Editor, The News:
Re: Contract talk enough to put you to sleep (Health Care, Sept. 2).
In this article, Dr. Marco Terwiel asks the important question: Did the patients in our local hospital receive inferior anesthesia service?
He answers his question with, “Absolutely not.”
In my experience, his response to the above question is completely wrong.
A more accurate answer would be, “Yes, sometimes.”
On May 30, 1986, my 20-year-old daughter, Kari Lynn Boivin, was scheduled to have exploratory surgery due to severe abdominal pain. Kari had a well-documented history of not being able to be administered general anesthetic, but of responding well to spinal anesthetic procedure.
Prior to her surgery on May 30, 1986, this medical history was communicated clearly from myself, Kari, Kari’s long-time family physician, the surgeon, and nurses to a family physician who had been chosen to perform the anesthetic procedure on Kari that day.
Still, my daughter died.
With the facts in mind, it seems rather obvious to state that the correct answer to another question posed by Dr. Terwiel – “ … should you be worried?”
In regards to allowing a family physician rather than a trained anesthesiologist to administer to you would be: “Yes.”

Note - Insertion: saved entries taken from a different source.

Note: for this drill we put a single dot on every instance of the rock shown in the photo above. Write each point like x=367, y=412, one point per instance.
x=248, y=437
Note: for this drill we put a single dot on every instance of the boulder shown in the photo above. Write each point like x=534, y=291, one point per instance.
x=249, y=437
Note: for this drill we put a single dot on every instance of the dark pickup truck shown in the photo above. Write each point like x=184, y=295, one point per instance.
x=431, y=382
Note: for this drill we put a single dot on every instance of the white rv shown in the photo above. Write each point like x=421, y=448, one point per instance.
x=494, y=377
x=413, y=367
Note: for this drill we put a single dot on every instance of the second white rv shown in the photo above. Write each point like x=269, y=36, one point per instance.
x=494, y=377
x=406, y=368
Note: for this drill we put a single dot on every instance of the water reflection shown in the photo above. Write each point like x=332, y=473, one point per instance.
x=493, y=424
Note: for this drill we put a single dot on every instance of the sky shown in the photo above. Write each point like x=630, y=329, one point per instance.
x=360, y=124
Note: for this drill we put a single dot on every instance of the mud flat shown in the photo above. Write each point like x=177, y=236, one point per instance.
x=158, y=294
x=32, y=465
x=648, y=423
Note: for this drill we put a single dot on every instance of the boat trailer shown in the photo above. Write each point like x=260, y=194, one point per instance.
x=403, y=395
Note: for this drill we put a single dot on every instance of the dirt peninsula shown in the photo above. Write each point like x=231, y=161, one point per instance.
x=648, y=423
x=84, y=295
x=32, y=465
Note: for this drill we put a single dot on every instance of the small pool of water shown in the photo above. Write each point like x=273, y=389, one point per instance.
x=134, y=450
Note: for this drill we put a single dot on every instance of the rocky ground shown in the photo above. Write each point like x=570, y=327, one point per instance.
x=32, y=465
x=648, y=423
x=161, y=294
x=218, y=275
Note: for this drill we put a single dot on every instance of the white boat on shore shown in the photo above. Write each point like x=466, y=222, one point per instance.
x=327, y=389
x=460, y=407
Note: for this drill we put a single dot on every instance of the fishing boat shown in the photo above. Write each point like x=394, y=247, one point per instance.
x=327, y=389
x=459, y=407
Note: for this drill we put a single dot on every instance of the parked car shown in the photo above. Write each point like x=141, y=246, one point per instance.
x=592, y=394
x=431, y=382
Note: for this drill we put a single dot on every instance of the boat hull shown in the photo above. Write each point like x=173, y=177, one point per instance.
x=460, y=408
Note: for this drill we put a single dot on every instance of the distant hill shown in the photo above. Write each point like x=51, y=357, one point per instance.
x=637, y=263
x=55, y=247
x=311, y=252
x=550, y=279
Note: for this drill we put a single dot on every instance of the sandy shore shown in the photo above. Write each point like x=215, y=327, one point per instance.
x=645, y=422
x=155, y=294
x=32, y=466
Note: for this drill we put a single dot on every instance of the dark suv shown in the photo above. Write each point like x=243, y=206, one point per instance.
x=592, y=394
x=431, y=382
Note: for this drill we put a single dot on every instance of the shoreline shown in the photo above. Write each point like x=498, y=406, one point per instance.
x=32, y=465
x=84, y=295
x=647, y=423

But, perhaps even more important than being worried, we should all be properly educated about an issue that is as potentially life-threatening as this.
With all due respect, Dr. Terwiel, your article indicates a lack of research into such serious questions such as, “How many people have died in Ridge Meadows Hospital at the hands of family physicians administering anesthetic?”
We know that at least one precious human life has been lost due to this exact circumstance.
I am writing this today because I do not want another family to have to be told that the issue of a family physician rather than a specialized anesthesiologist administering anesthetic to their loved one is not a concern.
I do not want another family to have to live in the horror, pain, and suffering of loosing a loved one due to a completely preventable reason.
Dr., Terwiel, perhaps after careful consideration of this true account of tragic loss of life shared with you now, you may want to change your view that “… the family physicians [that] were perfectly safe to give an anesthetic for routine procedures (and cheaper too)”.
Perhaps you may also want to change the title of your article to something more suitable, such as: “Contract talk enough to save human life.”